Finding myself in the Middle East



Thursday, November 10, 2011

To Have Loved and Lost

You know when you're venting to a friend and she goes, "yeah, yeah, that's horrible. It's like what happened to me that other day," and suddenly you're no longer talking about you but it became about her?

So yeah, apparently I'm that friend. These days, it's all about me.

A huge talmid chacham and tzadik died suddenly, and the frum world is in shock. R' Nosson Tzi Finkel changed the face of the Mir and meant so much to so many people. He was a regular kid from Chicago who made decisions in his life that led him to become the Rosh Yeshiva of the largest yeshiva in the world. Illness did not stop him from becoming the man he was.

But when I see people write things on facebook like "We've lost a father," I get bitter. I think, no you didn't. You don't even know what that is. This is confirmed five minutes later when the same person comments on someone's status about shoes using the word OMG.

I know that it hits too close to home and I'm so sensitive now; I made a scene at the dry cleaners when the owner, trying to be a good business man and pretend that he knows me said to me, "Oh, I think your father's in town, right?"--and I promptly burst into tears, much to his horror.

When people--friends!--casually say things like "Oh I heard a great song--but I guess you can't hear it now, right?" Or, at the levaya of R' Nosson Tzvi Finkel, "Yeah, your father also suffered a lot, right?" --I cry, I cry, I'm crying right now.

I know it's raw and it still hurts so much. But I wish that I didn't always make it about me. I wish my skin was thicker, my heart quicker to judge for the positive, my mind able to excuse them. They just don't know. Thank G-d they don't know.

Thank G-d they don't know.

May we know no more pain.

4 comments:

Princess Lea said...

My father was relatively young when his father died. Not as young as you, but in his mid 30's. I wasn't born yet, but when his mother passed away now he is amazed how he was able to handle it so much better. You have gone through a a great trial, and you are permitted time to feel raw. And people, apparently, can be tactless idiots.
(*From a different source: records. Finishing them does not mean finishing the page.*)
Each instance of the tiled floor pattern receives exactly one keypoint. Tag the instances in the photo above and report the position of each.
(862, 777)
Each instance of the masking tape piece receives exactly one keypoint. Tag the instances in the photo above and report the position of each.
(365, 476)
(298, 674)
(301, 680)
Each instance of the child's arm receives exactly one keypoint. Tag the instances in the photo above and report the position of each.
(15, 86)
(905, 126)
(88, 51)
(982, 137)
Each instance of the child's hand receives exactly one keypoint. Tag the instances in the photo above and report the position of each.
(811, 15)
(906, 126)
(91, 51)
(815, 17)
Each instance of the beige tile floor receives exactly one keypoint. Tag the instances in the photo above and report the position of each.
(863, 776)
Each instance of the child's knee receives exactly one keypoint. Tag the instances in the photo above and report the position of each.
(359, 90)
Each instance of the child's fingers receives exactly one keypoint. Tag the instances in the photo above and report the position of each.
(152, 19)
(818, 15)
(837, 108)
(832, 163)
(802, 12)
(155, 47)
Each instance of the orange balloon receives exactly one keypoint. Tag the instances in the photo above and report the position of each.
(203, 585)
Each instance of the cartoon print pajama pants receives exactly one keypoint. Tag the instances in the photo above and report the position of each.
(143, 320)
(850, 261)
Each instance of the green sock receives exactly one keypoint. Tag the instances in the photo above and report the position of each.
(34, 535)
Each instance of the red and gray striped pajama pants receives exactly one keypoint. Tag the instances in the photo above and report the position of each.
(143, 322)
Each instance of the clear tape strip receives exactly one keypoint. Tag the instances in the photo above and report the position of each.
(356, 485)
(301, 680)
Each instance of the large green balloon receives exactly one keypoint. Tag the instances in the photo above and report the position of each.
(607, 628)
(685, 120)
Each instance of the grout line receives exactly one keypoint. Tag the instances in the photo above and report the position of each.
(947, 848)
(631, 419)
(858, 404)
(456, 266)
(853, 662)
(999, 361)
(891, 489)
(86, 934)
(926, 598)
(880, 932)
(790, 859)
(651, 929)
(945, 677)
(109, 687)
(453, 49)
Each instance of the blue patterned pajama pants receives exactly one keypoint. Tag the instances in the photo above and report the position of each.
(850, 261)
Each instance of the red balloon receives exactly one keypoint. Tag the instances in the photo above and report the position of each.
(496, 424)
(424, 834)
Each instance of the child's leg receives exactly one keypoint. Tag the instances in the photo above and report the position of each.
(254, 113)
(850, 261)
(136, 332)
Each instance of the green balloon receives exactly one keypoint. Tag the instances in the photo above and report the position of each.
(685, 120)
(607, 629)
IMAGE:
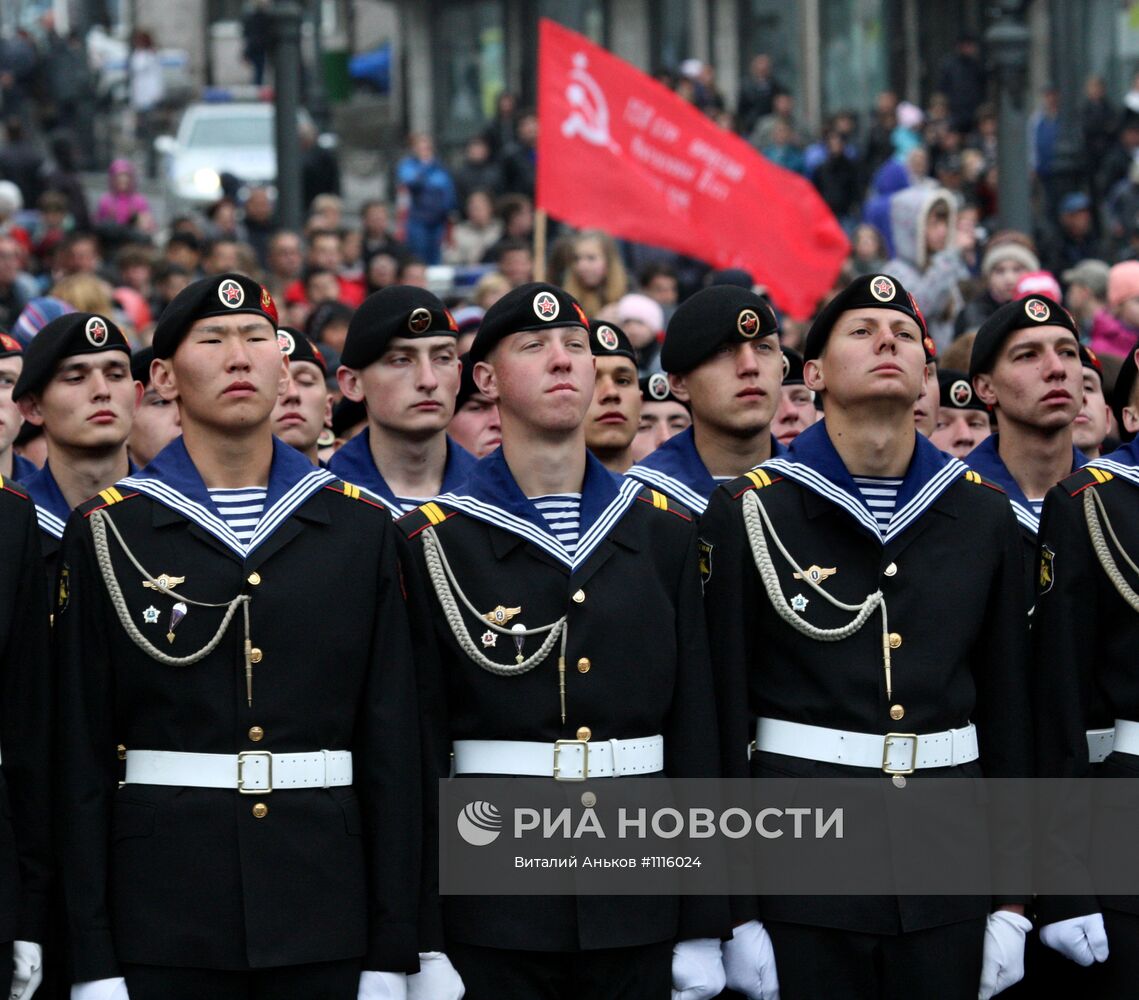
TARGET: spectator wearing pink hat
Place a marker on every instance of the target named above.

I recently read a great article by a local minahel. He was saying about how his friend's father died, and he thought his friend was mourning for too long a time. He wanted his friend to be able to get back to normal. But when his father died, he realized that things don't go back to old normal, because now there is new normal. And no one can understand that, he says, until they have lost a parent.

JerusalemStoned said...

Thank you. You are 100% right. My huband also keeps telling me not to question, just to feel.

Anonymous said...

I'm so sorry. I totally hear you and no one can imagine what you're going through. If they had posted it on your wall or said it to your face, that would have been totally disgusting.
Feel free not to read on, because I don't want to be hurtful, but if you want to hear the other side, here goes:
I used the expression "we lost a father" a few times when R' Nosson Tzvi was niftar. To me, I guess he was more like a father-in-law, but to my husband, he was really a father figure. My husband was told to tear kriah, he didn't shave, and still has not stopped crying.
He used to speak to Rav Nosson Tzvi all the time before making any major decisions and Rav Nosson Tzvi was definitely a father to him. While he B"H has a good relationship with his father, he is not the good advice-giving type and Rav Nosson Tzvi really took that place. So while I didn't say I lost MY father ch"v, I did say I lost A father. He was a father figure to us and his passing has left an emptiness in our hearts and in our lives.

JerusalemStoned said...

Oh hon, I hope your husband finds peace in his heart. It must be so hard for both of you. I'm sorry that he lost someone so special to him. I was definitely not talking about people who actually lost a father figure--I understand that comletely. When my father died, he left a lot people who were not related to us bereft of a father.

I was talking about people who throw the phrase around--and then would talk about something else, something silly or meaningingful but enrelated, proving that they have no idea what it means and they are just mouthing words.

May Hashem comfort you with all the mourners of Zion.